Summary
Recurrent shoulder instability compared to primary instability was associated with higher rates of clinically important secondary injuries. Glenoid bone loss was more frequent in patients with 5 o more episodes and capsular laxity higher in patients with 2 or more episodes. Recurrence rate was 10.9% with minimum follow-up of 12 months (mean=33 m) and no differences among groups.
Abstract
Introduction
Anterior labrum disruption is the primary lesion that occurs when anterior shoulder dislocation happens. Other osseous and soft tissue injuries can be associated with the initial trauma as well. Consecutive instability episodes could generate or worsen these secondary injuries and alter surgical treatment and clinical results. Hypothesis: Instability episodes may generate and/or worsen secondary injuries associated with recurrent shoulder instability.
Objective
To compare secondary injuries in patients treated after first shoulder dislocation vs recurrent instability. To evaluate recurrent rates in these groups.
Methods
Retrospective, cohort study of patients with shoulder instability and surgical treatment. Group A, included patients treated after the first episode of anterior shoulder dislocation, Group B those with 2 to 4 episodes and Group C, those who suffered 5 or more episodes before surgery. Glenoid bone loss, chronic bony Bankart, HAGL lesions, Hill-Sachs off-track and complete cuff tears were considered clinically important secondary injuries. The 3 groups were compared. For continuous numeric variables ANOVA test was used and Chi-square or Fisher´s test for categorical variables.
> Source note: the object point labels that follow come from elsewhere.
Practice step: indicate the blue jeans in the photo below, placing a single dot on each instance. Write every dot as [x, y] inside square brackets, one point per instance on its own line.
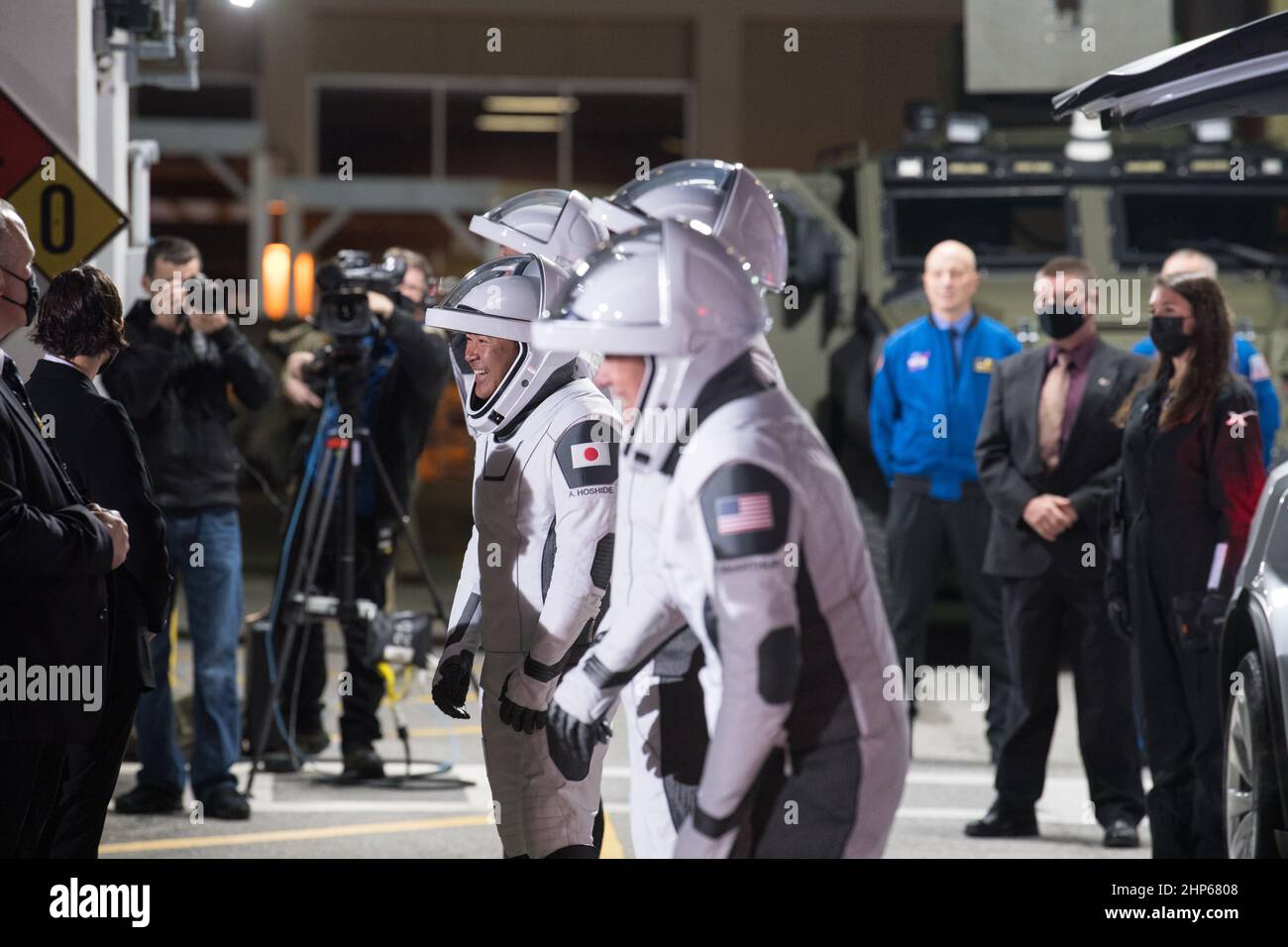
[213, 583]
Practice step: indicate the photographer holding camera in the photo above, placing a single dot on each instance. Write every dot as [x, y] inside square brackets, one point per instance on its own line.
[172, 380]
[407, 369]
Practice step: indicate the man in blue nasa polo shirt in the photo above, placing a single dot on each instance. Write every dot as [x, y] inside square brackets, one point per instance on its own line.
[1245, 360]
[927, 401]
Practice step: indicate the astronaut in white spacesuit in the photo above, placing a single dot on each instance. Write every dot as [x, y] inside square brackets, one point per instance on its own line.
[759, 551]
[673, 696]
[539, 560]
[554, 223]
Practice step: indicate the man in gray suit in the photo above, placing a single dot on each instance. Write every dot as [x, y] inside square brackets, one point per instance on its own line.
[1048, 455]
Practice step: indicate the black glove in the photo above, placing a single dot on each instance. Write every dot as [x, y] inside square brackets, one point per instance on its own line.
[1116, 600]
[1199, 621]
[452, 684]
[1212, 616]
[572, 742]
[522, 719]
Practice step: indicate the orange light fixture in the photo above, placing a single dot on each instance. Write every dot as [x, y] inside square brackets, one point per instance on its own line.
[303, 269]
[275, 279]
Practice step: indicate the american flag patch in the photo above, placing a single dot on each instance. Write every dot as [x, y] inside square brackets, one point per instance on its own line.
[743, 513]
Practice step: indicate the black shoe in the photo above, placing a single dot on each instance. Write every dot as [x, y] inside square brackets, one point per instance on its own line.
[362, 763]
[1121, 834]
[227, 802]
[145, 799]
[1000, 823]
[312, 744]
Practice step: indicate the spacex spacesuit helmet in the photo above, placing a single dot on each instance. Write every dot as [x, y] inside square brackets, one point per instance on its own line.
[668, 291]
[502, 298]
[549, 222]
[725, 197]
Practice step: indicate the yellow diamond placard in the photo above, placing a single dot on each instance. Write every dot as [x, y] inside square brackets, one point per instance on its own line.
[67, 217]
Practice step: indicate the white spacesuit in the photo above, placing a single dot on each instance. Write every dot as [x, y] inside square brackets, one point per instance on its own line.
[539, 560]
[759, 551]
[673, 694]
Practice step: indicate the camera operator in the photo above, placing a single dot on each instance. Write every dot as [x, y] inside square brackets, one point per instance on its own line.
[172, 380]
[408, 368]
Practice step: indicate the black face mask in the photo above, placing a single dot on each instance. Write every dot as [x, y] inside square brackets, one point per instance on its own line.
[1168, 335]
[33, 295]
[1060, 325]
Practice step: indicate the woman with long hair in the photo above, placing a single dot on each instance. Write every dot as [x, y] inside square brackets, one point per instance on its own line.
[1193, 472]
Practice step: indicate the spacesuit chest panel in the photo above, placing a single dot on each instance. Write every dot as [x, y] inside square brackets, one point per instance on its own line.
[514, 514]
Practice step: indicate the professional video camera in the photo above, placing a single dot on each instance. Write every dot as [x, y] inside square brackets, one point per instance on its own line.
[327, 499]
[346, 281]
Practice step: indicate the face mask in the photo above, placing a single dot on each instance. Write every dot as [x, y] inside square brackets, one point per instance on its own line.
[33, 295]
[1168, 335]
[1060, 325]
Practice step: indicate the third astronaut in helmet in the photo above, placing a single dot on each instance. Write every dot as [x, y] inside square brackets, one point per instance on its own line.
[537, 566]
[759, 552]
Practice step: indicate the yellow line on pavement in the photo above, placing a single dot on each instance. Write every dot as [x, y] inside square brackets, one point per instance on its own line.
[295, 835]
[445, 731]
[612, 847]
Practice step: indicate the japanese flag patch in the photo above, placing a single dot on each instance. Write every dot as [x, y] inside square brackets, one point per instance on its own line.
[590, 454]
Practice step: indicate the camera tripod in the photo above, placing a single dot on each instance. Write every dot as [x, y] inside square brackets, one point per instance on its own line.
[327, 496]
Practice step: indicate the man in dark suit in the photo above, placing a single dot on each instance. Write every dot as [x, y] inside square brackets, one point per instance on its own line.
[55, 557]
[1048, 455]
[81, 329]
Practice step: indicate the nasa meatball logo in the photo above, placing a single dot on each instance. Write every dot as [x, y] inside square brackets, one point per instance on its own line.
[590, 455]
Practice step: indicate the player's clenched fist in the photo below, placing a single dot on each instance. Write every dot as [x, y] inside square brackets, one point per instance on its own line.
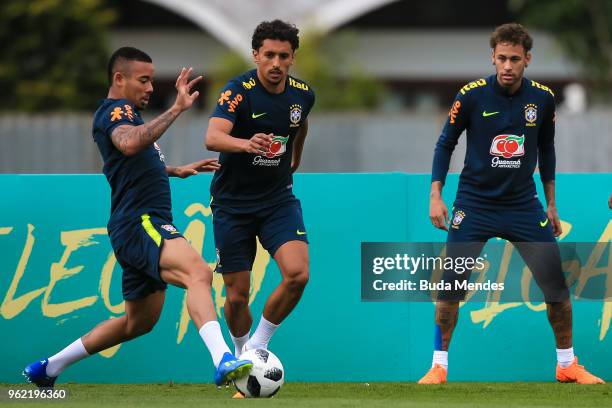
[259, 143]
[438, 213]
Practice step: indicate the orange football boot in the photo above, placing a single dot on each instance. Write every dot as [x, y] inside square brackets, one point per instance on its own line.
[435, 375]
[577, 373]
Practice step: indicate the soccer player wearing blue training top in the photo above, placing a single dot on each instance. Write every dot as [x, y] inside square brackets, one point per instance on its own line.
[150, 250]
[259, 126]
[510, 127]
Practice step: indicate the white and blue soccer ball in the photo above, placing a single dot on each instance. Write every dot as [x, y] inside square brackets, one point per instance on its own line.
[266, 376]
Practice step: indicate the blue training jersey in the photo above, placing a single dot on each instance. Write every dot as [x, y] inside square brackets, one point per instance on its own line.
[139, 183]
[248, 180]
[506, 136]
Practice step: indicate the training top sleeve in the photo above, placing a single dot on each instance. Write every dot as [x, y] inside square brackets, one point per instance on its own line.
[230, 101]
[456, 123]
[546, 144]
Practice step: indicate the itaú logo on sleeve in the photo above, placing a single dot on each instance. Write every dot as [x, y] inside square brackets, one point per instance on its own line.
[506, 147]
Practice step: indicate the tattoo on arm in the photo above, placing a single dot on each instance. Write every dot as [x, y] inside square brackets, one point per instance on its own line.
[132, 139]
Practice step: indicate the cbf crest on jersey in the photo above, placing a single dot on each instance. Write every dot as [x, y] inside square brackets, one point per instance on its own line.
[531, 114]
[295, 115]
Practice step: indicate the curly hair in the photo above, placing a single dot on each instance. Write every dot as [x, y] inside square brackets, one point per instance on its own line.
[275, 30]
[123, 55]
[512, 33]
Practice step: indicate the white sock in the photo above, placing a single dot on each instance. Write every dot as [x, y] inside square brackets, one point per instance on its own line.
[239, 342]
[262, 335]
[211, 334]
[441, 358]
[71, 354]
[565, 357]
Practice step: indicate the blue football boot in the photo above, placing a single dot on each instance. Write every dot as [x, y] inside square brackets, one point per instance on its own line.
[230, 368]
[36, 373]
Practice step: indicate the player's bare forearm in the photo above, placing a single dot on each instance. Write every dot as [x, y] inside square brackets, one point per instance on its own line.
[219, 141]
[132, 139]
[446, 319]
[549, 193]
[436, 190]
[298, 146]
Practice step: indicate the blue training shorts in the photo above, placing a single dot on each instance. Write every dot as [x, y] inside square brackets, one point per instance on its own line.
[137, 247]
[527, 229]
[236, 233]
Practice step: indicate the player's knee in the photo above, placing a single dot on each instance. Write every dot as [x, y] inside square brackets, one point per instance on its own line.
[297, 278]
[136, 328]
[198, 275]
[237, 299]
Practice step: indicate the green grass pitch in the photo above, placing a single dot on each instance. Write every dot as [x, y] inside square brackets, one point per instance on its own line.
[295, 395]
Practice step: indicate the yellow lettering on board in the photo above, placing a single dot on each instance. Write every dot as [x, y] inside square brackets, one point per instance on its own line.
[12, 306]
[72, 240]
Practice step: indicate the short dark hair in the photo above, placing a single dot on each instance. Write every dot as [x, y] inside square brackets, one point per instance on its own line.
[512, 33]
[125, 54]
[275, 30]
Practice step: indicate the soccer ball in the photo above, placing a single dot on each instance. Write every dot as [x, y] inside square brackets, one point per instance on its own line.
[266, 376]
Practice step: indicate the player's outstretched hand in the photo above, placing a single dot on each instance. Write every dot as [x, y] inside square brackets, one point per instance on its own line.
[184, 99]
[259, 143]
[555, 222]
[438, 213]
[192, 169]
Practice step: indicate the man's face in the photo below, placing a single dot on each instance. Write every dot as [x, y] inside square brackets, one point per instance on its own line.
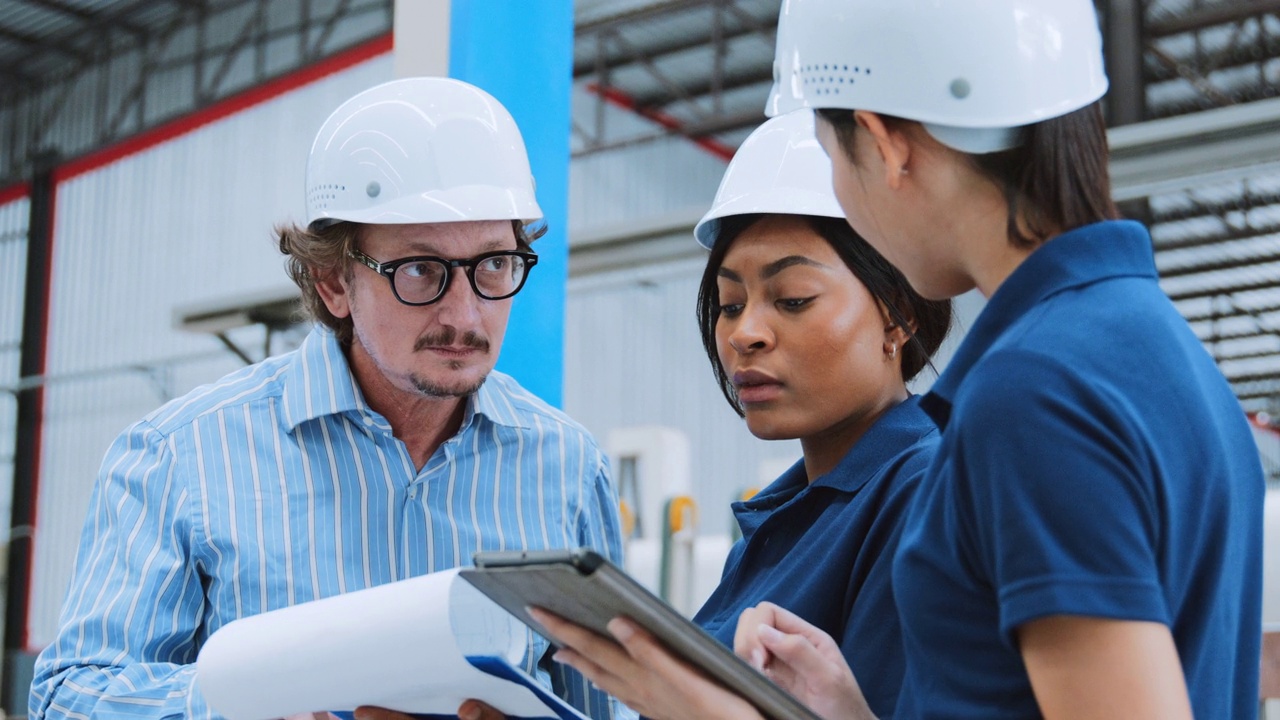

P values < .05 were considered statistically significant.
Results
One hundred and eighty-seven patients with anterior traumatic shoulder dislocation were included in this study. Patients demographics showed no statistically significant differences. Bony Bankart (p=0,44), Posteroinferior labrum tears (p=0,86), SLAP tears (p=0,55, ALPSA (p=0,38), Hill-Sachs (p=0,99) and anatomic variants (p=0,72) showed similar prevalence. The relationship between glenoid bone loss and number of episodes was statistically significant (p<0,01). Clinically important secondary injuries and capsular laxity also showed a significant association with number of episodes (p=0,02) and (p<0,01). Recurrence rate of patients with 1 year minimum follow-up was 10.9%, with no statistically significant difference among groups (p=0,52).
Conclusions
In this study, recurrent shoulder instability compared to primary instability was associated with higher rates of clinically important secondary injuries. Glenoid bone loss was more frequent in patients with 5 o more episodes and capsular laxity higher in patients with 2 or more episodes. Recurrence rate was 10.9% with minimum follow-up of 12 months (mean=33 m) and no differences among groups.